1980’lerin ortalarında Neonaziler’in Almanya’da yaşayan yabancılara karşı saldırıları çoğalınca bu masum genç grupları, artık kendilerini savunmaya başlayan bir çeteye dönüşmüş. Üstelik Alman devleti tarafından da yalnız bırakılınca birbirlerine iyice kenetlenmişler. Neonazilerle kıran kırana kavgalara başlayan çete, kendisine Kreuzberg’in mektup kodu olan 36’yı seçmiş ve 36 Boys olarak kendilerini isimlendirmişler. 300’e yakın üye sayısına ulaşan çete, 1990’ların sonuna kadar Berlin’de en aktif ve en büyük çete olma özelliğine sahip. 36 Boys çetesinin varlığını simgeleyen en önemli özelliklerden biri de üyelerin duvarlara yaptığı graffitiler.

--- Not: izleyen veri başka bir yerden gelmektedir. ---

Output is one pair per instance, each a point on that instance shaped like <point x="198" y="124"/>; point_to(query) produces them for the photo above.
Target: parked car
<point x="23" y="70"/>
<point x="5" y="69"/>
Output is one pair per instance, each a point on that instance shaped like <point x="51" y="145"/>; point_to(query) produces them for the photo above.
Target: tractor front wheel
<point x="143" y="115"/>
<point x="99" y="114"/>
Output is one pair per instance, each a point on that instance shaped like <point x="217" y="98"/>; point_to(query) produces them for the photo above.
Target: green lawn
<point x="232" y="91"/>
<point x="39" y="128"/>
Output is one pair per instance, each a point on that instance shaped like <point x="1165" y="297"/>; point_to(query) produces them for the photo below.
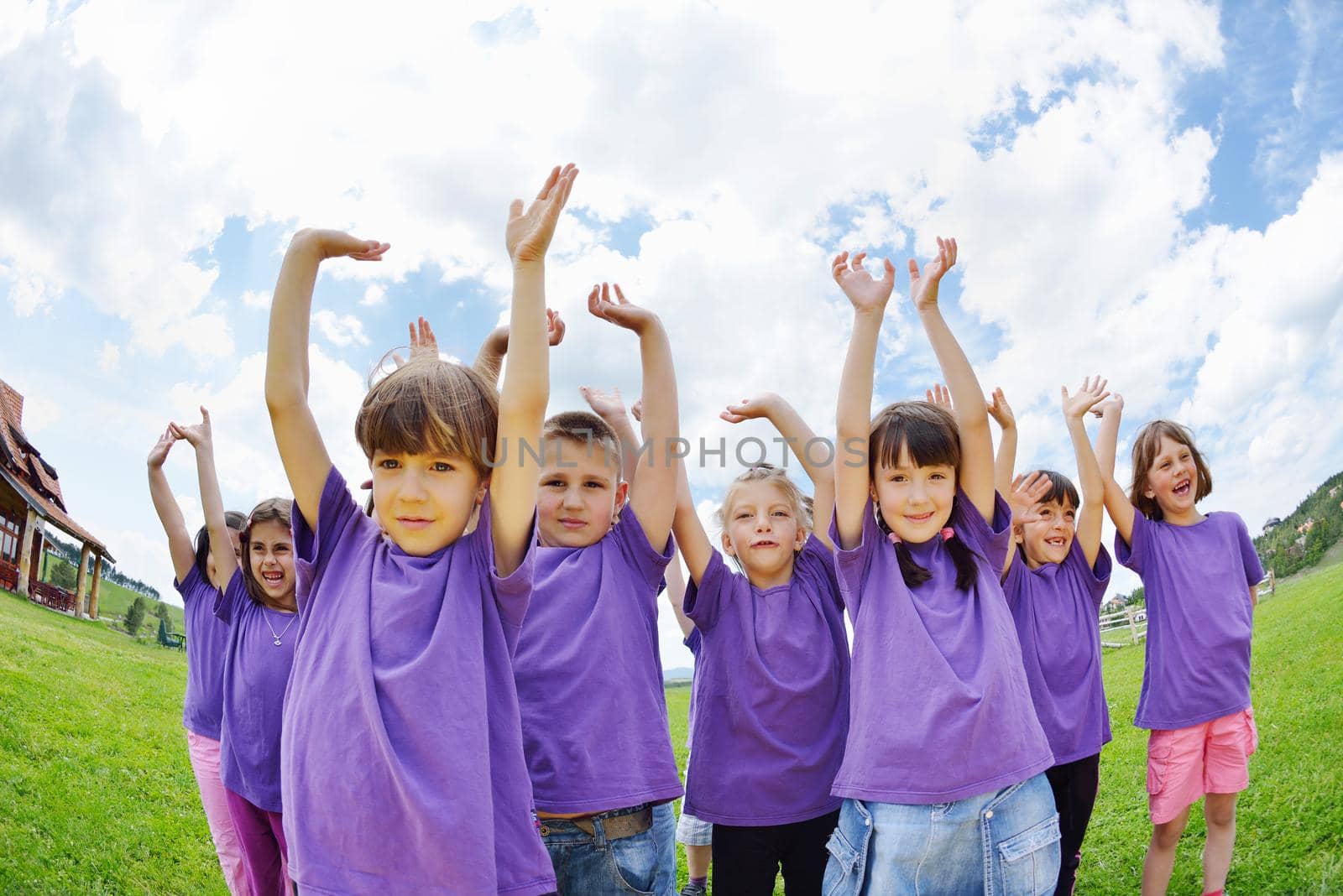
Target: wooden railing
<point x="8" y="576"/>
<point x="57" y="598"/>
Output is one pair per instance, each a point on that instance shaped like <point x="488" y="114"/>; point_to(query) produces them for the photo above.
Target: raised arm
<point x="1107" y="443"/>
<point x="170" y="514"/>
<point x="297" y="438"/>
<point x="977" y="445"/>
<point x="796" y="431"/>
<point x="212" y="502"/>
<point x="1088" y="471"/>
<point x="691" y="538"/>
<point x="676" y="595"/>
<point x="610" y="407"/>
<point x="489" y="360"/>
<point x="653" y="487"/>
<point x="1006" y="461"/>
<point x="527" y="384"/>
<point x="853" y="409"/>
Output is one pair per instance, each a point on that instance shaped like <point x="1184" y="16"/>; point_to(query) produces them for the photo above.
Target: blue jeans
<point x="994" y="844"/>
<point x="593" y="864"/>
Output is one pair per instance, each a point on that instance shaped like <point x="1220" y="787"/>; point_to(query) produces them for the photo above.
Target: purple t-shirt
<point x="772" y="701"/>
<point x="1058" y="613"/>
<point x="403" y="753"/>
<point x="207" y="640"/>
<point x="940" y="706"/>
<point x="590" y="676"/>
<point x="255" y="674"/>
<point x="1199" y="617"/>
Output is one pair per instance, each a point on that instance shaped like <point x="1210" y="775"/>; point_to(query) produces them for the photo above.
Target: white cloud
<point x="342" y="331"/>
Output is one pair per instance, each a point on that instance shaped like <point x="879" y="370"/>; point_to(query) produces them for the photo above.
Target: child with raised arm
<point x="403" y="765"/>
<point x="588" y="665"/>
<point x="943" y="773"/>
<point x="207" y="638"/>
<point x="1056" y="578"/>
<point x="255" y="602"/>
<point x="1199" y="575"/>
<point x="771" y="703"/>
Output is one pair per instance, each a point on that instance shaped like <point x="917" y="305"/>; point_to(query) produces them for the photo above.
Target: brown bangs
<point x="924" y="430"/>
<point x="431" y="407"/>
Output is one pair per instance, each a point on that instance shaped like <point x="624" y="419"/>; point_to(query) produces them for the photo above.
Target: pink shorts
<point x="1209" y="757"/>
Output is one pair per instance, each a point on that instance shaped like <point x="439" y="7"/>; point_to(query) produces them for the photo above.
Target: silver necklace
<point x="265" y="616"/>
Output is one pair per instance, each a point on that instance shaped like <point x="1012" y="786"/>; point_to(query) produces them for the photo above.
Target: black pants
<point x="1074" y="786"/>
<point x="745" y="860"/>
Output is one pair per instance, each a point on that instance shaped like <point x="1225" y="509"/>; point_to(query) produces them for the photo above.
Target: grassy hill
<point x="97" y="794"/>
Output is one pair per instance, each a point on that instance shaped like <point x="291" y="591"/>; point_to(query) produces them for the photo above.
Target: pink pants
<point x="265" y="853"/>
<point x="205" y="762"/>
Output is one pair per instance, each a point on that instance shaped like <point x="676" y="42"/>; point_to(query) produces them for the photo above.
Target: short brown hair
<point x="1147" y="443"/>
<point x="273" y="510"/>
<point x="431" y="405"/>
<point x="588" y="431"/>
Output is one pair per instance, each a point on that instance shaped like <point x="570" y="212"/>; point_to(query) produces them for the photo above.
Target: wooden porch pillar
<point x="93" y="593"/>
<point x="26" y="553"/>
<point x="84" y="581"/>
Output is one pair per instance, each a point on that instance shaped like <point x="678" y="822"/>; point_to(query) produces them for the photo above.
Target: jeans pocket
<point x="635" y="862"/>
<point x="1029" y="860"/>
<point x="845" y="867"/>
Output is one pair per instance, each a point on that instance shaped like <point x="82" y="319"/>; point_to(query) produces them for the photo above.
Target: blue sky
<point x="1152" y="196"/>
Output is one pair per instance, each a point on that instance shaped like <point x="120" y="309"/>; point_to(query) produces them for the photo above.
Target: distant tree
<point x="136" y="615"/>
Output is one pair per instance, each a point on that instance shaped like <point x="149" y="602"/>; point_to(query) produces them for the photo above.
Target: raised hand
<point x="923" y="287"/>
<point x="337" y="243"/>
<point x="1114" y="403"/>
<point x="1091" y="393"/>
<point x="1001" y="411"/>
<point x="423" y="344"/>
<point x="864" y="291"/>
<point x="1027" y="492"/>
<point x="939" y="394"/>
<point x="751" y="408"/>
<point x="619" y="311"/>
<point x="159" y="454"/>
<point x="604" y="404"/>
<point x="194" y="435"/>
<point x="528" y="232"/>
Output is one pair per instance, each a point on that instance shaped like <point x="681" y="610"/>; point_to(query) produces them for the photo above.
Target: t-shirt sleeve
<point x="1017" y="580"/>
<point x="1094" y="578"/>
<point x="635" y="546"/>
<point x="337" y="517"/>
<point x="514" y="591"/>
<point x="817" y="565"/>
<point x="1134" y="553"/>
<point x="854" y="565"/>
<point x="704" y="598"/>
<point x="987" y="541"/>
<point x="1249" y="557"/>
<point x="228" y="600"/>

Çete içerisinde bu sanatı mesleği haline getiren birkaç üye mevcut.
Almanya’nın bir numaralı Türkçe rap sanatçısı olan Killa Hakan, rap müziğine ustası Boe B’nin yanında ‘Islamic Force’ grubuyla birlikte İngilizce rap yaparak başladı. 80’li yılların sonlarında çıkan “My Melody” ve “The Whole World Is Your Home’” adlı single’lar ile kısa zamanda kült statüsüne ulaşan grup, single’ların ardından gelen ilk albüm “Mesaj”ın yeteri kadar başarılı olmaması ve günlük sorunlar yüzünden dağıldı. Grubun dağılmasından sonra üyeler sokak bataklığına gittikçe battı ve ardından ise Türk cemiyetinin kült figürü olan Boe B’nin trajik ölümü ile tüm Kreuzberg 36 şok yaşadı.
Killa Hakan ise hapisten çıktıktan sonra kendini tamamen hip hop müziğine verdi ve ilk solo albümü “Çakallar”ı 2002 yılında yayımladı. Bu ilk solo albümde yeralan şarkıların sözleri ile bir nevi kendine terapi uygulayan müzisyen, hayatını müzik formunda gözler önüne seriyordu. “Çakallar”ın başarısının üzerine sanatçı, Fuat ile 2003 senesinde beraber “Rapüstad” albümünü hazırladı. Albümde Ayaz Kaplı, Ceza, Kool Savaş, D-Flame ve Tone gibi Türkiye’nin ve Almanya’nın tanınmış isimleri konuk olarak yeralırken, albüm Alman rap medyasından tam not almayı başardı. Muzaffer Tosun
Muci lakaplı Muzaffer Tosun 1992 Berlin, 1999 Almanya, 1999 Avrupa kickboks ve 2002 Dünya, 2009 kıtalararası boks şampiyonu. Şu an kendi spor okulunda öğrencilerini çalıştırıyor ve antrenörlük yapıyor.
Tim Raue
Küçükken aynı okullarda okuduğu, aynı sokaklarda büyüdüğü Türk arkadaşlarına katılıp 36 Boys üyesi olmuş. Özellikle aile kavramını 36 Boys sayesinde öğrendiğini söyleyen Tim Raue şu an Almanya’da çok ünlü bir şef ve kendi adını taşıyan lüks bir restorana sahip.